We have been trying a couple different methods recently to look at emotion during testing.  Such as  asking participants to tick different faces that best describe their feeling to asking them to look at a stick man and describe what is he thinking (about the product).  We have had mixed results and I think the most important aspect is framing of question – we are working on it!

Interviewing in Usability Testing

In an interview – participant should talk 95% time and the interviewer 5% of the time – John Waterworth from Foolproof

The Interview is an important part of the usability testing– the value of usability testing  is that you get data from several sources e.g observation, eye-tracking and interview – which helps a truer picture of the experience emerges.

Some questions I have found useful during interview

  • What are you thinking?
  • What is going on here?
  • What are you looking at
  • What is going on here
  • What are you looking for?
  •  If you were at home, what would you do now?
  •  Describe what it is and why use it friend (new product)

It is not advisable to ask ‘if you had a magic wand what would you’… participants may just make information up.

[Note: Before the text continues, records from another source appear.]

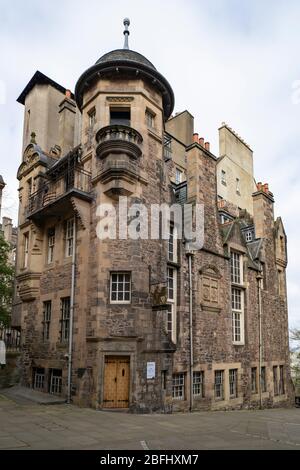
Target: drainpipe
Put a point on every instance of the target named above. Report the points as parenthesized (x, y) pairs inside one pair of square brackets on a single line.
[(70, 354), (259, 281), (191, 330)]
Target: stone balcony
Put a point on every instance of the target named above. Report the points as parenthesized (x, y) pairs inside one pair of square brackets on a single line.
[(55, 196), (119, 149)]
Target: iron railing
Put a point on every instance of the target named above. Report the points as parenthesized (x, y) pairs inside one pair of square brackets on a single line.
[(11, 338), (52, 190), (119, 132)]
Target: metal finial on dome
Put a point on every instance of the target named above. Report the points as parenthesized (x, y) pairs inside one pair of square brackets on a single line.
[(126, 23)]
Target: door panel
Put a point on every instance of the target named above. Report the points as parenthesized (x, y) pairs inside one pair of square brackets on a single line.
[(116, 382)]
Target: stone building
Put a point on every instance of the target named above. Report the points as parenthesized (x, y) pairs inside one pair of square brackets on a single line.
[(145, 324), (6, 227)]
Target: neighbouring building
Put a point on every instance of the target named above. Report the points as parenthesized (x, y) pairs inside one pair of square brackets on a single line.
[(152, 325), (6, 227)]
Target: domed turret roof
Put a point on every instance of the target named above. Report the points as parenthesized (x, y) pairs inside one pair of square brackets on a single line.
[(125, 54), (130, 63)]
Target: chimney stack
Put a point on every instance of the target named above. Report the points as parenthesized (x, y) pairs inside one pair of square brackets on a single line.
[(196, 138), (2, 186), (67, 116), (7, 228)]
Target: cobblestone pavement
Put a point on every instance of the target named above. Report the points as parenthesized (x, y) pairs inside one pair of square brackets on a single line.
[(27, 425)]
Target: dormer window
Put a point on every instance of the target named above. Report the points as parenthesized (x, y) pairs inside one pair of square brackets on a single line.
[(223, 178), (150, 119), (249, 236), (120, 116), (92, 118), (178, 176)]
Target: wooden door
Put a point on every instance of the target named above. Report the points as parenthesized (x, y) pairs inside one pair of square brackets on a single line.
[(116, 382)]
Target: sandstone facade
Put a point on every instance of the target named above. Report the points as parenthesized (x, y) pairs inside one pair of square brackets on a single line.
[(134, 351)]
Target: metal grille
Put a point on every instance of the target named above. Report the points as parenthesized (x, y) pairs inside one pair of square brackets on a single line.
[(55, 382), (233, 383), (65, 318), (171, 286), (39, 379), (236, 327), (263, 379), (275, 380), (171, 243), (47, 320), (51, 243), (236, 277), (254, 380), (120, 287), (219, 385), (178, 386), (69, 237), (198, 384), (281, 381)]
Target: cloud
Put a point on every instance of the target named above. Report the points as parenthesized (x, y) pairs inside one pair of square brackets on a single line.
[(227, 60)]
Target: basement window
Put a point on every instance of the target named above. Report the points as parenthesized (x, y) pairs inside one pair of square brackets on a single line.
[(39, 379), (55, 385), (178, 386), (120, 116)]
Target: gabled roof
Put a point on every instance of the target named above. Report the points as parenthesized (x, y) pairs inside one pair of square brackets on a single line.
[(40, 79)]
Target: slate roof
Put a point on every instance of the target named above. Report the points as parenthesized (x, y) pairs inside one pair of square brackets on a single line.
[(125, 54)]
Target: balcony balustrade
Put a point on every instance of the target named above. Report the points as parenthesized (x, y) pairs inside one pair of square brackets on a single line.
[(73, 182), (119, 149)]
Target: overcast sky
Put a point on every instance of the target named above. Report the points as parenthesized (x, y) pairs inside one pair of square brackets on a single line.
[(227, 60)]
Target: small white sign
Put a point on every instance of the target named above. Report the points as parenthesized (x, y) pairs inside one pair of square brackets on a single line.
[(150, 370)]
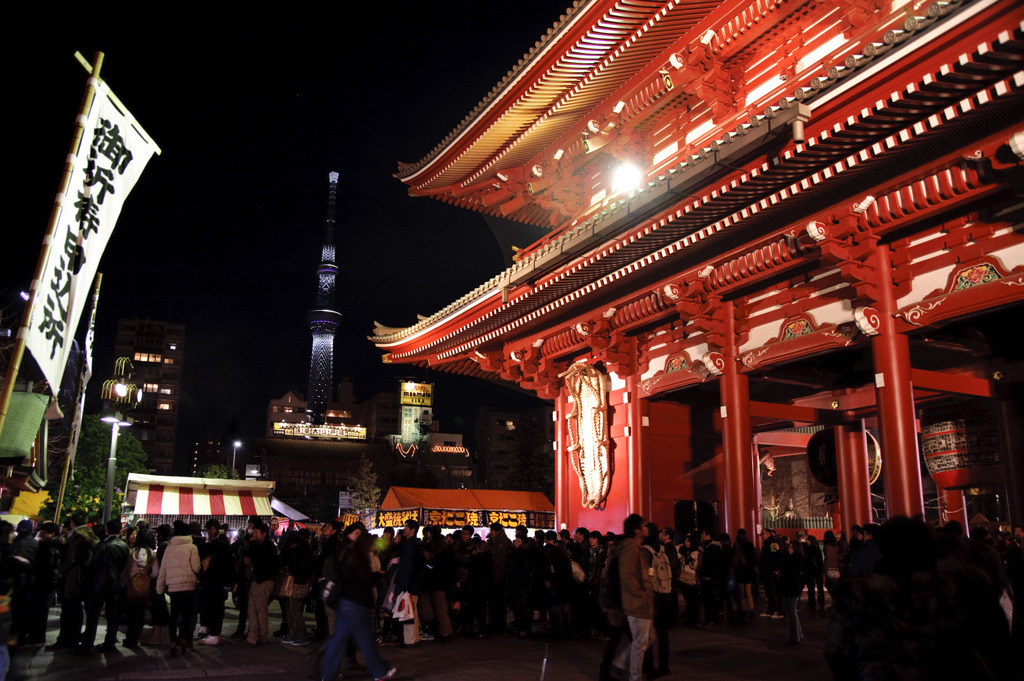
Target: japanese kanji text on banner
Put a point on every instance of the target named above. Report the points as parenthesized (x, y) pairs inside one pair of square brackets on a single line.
[(113, 153)]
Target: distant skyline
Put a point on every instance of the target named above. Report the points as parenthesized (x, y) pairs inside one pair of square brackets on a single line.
[(222, 231)]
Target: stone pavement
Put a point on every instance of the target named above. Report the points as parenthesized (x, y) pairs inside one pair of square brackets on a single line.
[(753, 650)]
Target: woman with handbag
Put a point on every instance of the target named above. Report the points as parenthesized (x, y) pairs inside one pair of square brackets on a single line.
[(354, 588), (178, 577), (139, 580)]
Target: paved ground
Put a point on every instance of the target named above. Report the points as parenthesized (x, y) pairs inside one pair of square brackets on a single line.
[(754, 650)]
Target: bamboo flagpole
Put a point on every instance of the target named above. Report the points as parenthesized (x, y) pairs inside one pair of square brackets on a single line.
[(99, 173), (83, 381), (18, 351)]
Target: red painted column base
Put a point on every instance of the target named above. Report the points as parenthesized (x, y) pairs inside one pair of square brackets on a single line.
[(854, 492)]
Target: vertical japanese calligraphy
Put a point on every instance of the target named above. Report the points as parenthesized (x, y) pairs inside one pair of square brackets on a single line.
[(112, 155)]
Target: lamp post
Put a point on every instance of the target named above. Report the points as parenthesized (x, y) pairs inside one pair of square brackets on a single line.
[(117, 422), (118, 394)]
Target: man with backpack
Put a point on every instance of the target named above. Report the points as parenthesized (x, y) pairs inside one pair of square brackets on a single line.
[(666, 603), (627, 590), (216, 578), (104, 591)]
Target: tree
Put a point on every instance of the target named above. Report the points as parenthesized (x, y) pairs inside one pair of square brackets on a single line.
[(87, 486), (366, 494), (217, 471)]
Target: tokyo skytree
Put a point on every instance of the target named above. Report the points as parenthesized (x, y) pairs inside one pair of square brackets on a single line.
[(324, 321)]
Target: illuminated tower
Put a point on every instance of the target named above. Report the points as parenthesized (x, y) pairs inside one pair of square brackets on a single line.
[(324, 321)]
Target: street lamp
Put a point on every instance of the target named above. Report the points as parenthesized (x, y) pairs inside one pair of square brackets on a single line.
[(117, 422), (118, 395)]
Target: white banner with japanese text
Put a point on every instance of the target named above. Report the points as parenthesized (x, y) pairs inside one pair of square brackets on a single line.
[(112, 155)]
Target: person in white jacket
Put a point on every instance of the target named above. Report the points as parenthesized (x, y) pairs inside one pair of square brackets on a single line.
[(178, 577)]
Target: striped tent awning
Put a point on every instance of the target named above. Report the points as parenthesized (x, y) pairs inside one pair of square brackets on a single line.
[(194, 496)]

Or to ask participants how does X make you feel – it may not make them feel anything at all!    Better to repeat what they say when talking about emotions e.g participant A – this is really boring – Interviewer – Boring?

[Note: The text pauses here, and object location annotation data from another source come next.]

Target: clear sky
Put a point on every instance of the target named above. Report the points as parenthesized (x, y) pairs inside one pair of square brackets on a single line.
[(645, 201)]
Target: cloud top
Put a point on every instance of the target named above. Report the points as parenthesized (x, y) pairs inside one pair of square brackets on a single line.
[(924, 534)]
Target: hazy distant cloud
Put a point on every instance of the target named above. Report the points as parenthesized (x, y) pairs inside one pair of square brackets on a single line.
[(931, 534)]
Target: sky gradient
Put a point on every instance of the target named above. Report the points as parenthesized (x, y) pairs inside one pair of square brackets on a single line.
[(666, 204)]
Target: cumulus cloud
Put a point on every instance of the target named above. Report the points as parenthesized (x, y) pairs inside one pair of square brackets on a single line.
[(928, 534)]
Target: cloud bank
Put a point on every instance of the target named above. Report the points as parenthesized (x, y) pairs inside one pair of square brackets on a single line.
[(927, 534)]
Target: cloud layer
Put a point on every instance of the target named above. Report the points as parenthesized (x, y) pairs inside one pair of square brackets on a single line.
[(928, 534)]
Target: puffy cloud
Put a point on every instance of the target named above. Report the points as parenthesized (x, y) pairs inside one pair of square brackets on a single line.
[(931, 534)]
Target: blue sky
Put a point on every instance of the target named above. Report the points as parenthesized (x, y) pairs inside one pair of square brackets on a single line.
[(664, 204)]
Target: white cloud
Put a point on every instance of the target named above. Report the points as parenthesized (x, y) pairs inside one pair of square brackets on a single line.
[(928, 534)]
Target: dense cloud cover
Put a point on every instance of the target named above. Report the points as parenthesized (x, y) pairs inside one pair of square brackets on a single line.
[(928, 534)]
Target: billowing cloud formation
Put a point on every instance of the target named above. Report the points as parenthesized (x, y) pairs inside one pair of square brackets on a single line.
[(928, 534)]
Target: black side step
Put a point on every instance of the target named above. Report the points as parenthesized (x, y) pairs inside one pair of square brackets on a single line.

If the participant is a mumbler (and there are many!) it is important to repeat or clarify what they are saying – both for yourself and any observers in the back room. I have also found it useful to ask them to use the mouse when explaining different aspects of the screen – useful again for observers and also when going over screen recordings later.

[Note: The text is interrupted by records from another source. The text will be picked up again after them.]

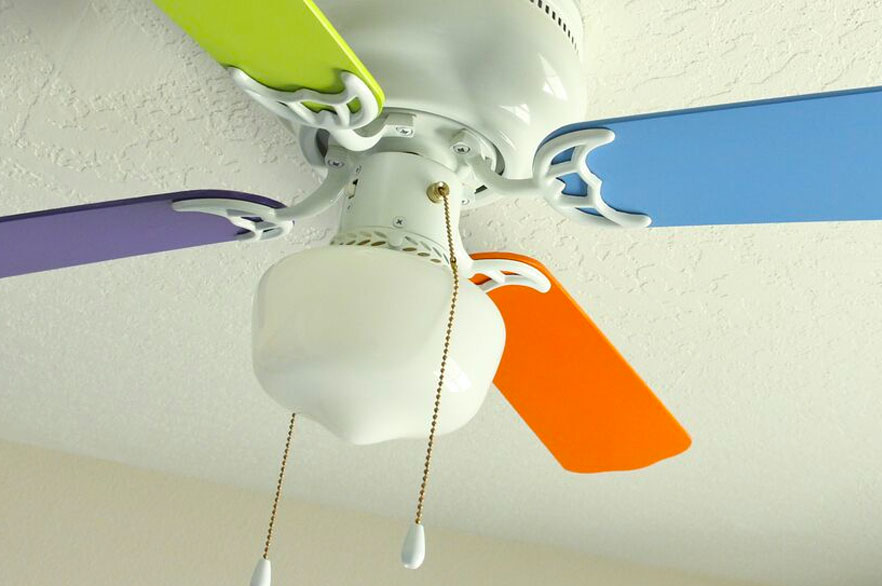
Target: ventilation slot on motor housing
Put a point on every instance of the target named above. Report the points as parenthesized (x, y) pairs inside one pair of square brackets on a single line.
[(557, 18), (398, 240)]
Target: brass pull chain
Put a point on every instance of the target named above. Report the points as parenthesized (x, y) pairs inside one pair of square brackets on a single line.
[(269, 532), (440, 191)]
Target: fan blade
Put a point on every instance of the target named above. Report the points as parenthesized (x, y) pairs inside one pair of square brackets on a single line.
[(802, 159), (572, 387), (283, 44), (63, 237)]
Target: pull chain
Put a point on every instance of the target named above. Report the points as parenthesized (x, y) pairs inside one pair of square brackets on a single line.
[(269, 531), (262, 572), (413, 553)]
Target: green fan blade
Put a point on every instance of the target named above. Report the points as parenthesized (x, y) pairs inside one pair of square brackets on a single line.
[(283, 44)]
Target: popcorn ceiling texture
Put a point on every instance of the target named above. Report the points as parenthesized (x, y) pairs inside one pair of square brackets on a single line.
[(763, 340)]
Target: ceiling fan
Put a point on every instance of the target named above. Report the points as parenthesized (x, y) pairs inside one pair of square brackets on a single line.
[(479, 103)]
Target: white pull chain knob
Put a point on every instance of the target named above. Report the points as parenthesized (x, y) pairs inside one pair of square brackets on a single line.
[(413, 551), (263, 573)]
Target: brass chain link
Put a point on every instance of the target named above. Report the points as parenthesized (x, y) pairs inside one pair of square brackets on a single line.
[(269, 532), (440, 191)]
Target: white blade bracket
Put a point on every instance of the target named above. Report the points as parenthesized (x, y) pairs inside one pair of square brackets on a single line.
[(548, 177)]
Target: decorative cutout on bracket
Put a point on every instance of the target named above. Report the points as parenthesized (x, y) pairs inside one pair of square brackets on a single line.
[(259, 221), (354, 107)]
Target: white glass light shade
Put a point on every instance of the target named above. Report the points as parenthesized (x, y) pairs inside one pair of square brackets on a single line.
[(352, 338)]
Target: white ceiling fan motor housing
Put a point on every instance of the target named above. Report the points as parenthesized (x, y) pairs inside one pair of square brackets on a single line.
[(509, 70)]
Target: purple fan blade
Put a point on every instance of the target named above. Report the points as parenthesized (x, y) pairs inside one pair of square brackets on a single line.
[(63, 237)]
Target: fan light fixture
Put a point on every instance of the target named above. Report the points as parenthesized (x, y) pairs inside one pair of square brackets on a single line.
[(350, 336)]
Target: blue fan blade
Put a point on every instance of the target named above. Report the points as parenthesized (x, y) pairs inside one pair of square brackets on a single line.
[(802, 159)]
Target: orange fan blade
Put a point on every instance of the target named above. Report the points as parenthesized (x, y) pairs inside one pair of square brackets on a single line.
[(572, 387)]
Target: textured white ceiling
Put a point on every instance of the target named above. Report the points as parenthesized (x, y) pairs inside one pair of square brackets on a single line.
[(763, 340)]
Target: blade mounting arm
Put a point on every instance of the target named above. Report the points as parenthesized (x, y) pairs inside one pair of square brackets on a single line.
[(559, 160), (500, 272), (341, 114), (265, 222)]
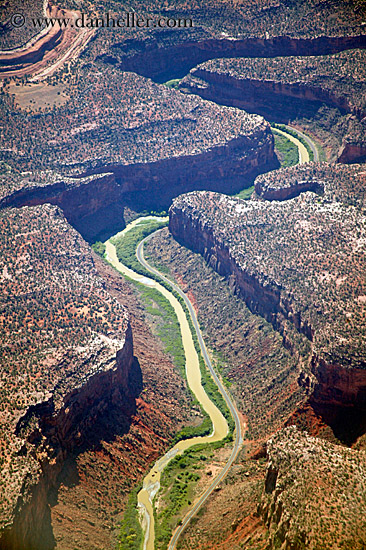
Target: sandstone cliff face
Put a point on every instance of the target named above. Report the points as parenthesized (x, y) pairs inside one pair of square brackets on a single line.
[(92, 205), (351, 153), (273, 99), (63, 424), (308, 481), (68, 377), (223, 169), (335, 379), (161, 56)]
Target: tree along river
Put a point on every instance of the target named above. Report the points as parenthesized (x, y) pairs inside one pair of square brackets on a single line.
[(220, 429)]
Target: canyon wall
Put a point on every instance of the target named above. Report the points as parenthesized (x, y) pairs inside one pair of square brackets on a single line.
[(92, 205), (271, 98), (327, 384), (67, 422), (162, 57)]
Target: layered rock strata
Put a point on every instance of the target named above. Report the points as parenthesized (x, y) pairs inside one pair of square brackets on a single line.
[(67, 365), (312, 493), (293, 88), (298, 262), (168, 53), (157, 143)]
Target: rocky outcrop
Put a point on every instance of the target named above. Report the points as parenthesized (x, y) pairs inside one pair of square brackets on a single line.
[(69, 378), (222, 169), (305, 476), (248, 243), (93, 205), (351, 153), (65, 424), (172, 53), (270, 98), (262, 297)]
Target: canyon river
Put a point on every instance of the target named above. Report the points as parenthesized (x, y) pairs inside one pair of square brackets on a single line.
[(220, 429)]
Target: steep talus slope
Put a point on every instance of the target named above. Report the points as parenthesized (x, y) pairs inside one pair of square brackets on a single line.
[(299, 263), (155, 144), (94, 488), (208, 30), (314, 493), (67, 364), (329, 90)]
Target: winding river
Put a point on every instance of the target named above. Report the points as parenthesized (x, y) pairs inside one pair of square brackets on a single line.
[(151, 483)]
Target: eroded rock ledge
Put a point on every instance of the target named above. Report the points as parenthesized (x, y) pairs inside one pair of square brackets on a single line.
[(68, 376), (305, 477), (288, 262)]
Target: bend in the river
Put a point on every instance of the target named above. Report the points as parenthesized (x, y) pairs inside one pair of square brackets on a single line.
[(220, 429)]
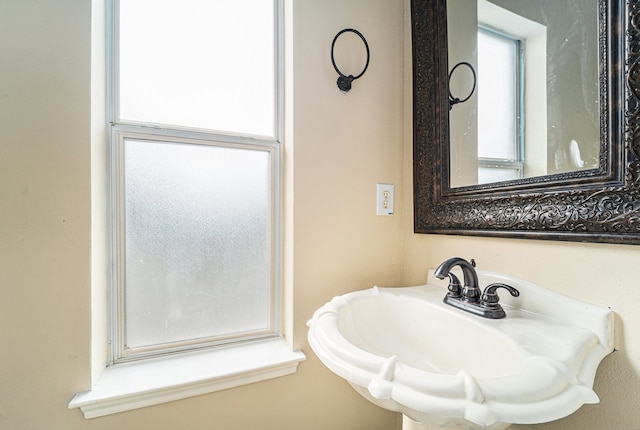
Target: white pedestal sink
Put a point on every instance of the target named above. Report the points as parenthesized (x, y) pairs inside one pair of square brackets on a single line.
[(405, 350)]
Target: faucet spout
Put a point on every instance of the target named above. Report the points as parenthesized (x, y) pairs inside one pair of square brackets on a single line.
[(469, 297), (470, 276)]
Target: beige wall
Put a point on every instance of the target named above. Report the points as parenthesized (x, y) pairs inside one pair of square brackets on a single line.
[(344, 145), (339, 146)]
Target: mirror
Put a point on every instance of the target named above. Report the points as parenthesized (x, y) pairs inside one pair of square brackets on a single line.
[(534, 111), (600, 203)]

Final Thoughts on Usability and UX research

Usability lab testing is expensive.  A couple of areas that I would like to further explore:

I am keen to experiment with (evermore popular) online usability testing products.   Not to replace traditional lab testing but to see how it works along side it..

And i would like to work more with other research methods (both online and off) to give further depth to usability findings.  And find out which methods/tools work and which ones are less useful

And to consider in-house lab testing – how does that work- does it impact validity?

To be continued…

Further reading/resources:

Eye tracking Web Usability – Jacob Nielsen

Don’t make me think – Steve Krug

Rocket Surgery Made Easy – Steve Krug

Beyond the Usability Lab – Tom Tullis

www.measuringusability.com

Five users will find 85% of the usability problems – WRONG

According to Rolf Molich of Dialog Design in Denmark.   He has been conducting Comparative Usability tests with usability experts over the last 10 years and has found that different experts find different usability problems.  Also, that contrary to Neilsen’s much cited quote of ” you only need to test with five users’  he says this is nowhere near enough to undercover the majority of usability issues.

Image
Nielsen usability testing with Five users

Rolf says however that 5 users is useful number to gain

feedback for iterative usability testing cycles. 

He told us this and more at a conference I recently attended in London UCD2012.  Some other interesting points from his talk;

  • Research has shown that Expert Reviews found as many usability problems as usability testing** caveat here – not everyone is an expert
  • Remember to include positive findings in a research report – so that features that users like are not pulled by design team
  • And as he says; “when you have a hammer in your hand – everything looks like a nail” -Remember it’s critical issues you are testing for
  • Lab testing vs non lab testing  – Rolf says one of most useful aspects of testing is that stakeholders can see the user engaging with the product; it doesn’t matter if in lab or not in lab, as-long as stakeholder can see what is happening
  • Beware users opinions – they are that – just opinions.. better focus on facts – what the user does

A very interesting talk, though as a usability researcher of 5 years or so, I still think a smaller number of test participants 5-8 can be very useful in uncovering the top usability issues, if not 85% of them.

But of course agree that test little, test often is the way to go with regular iterative testing cycles.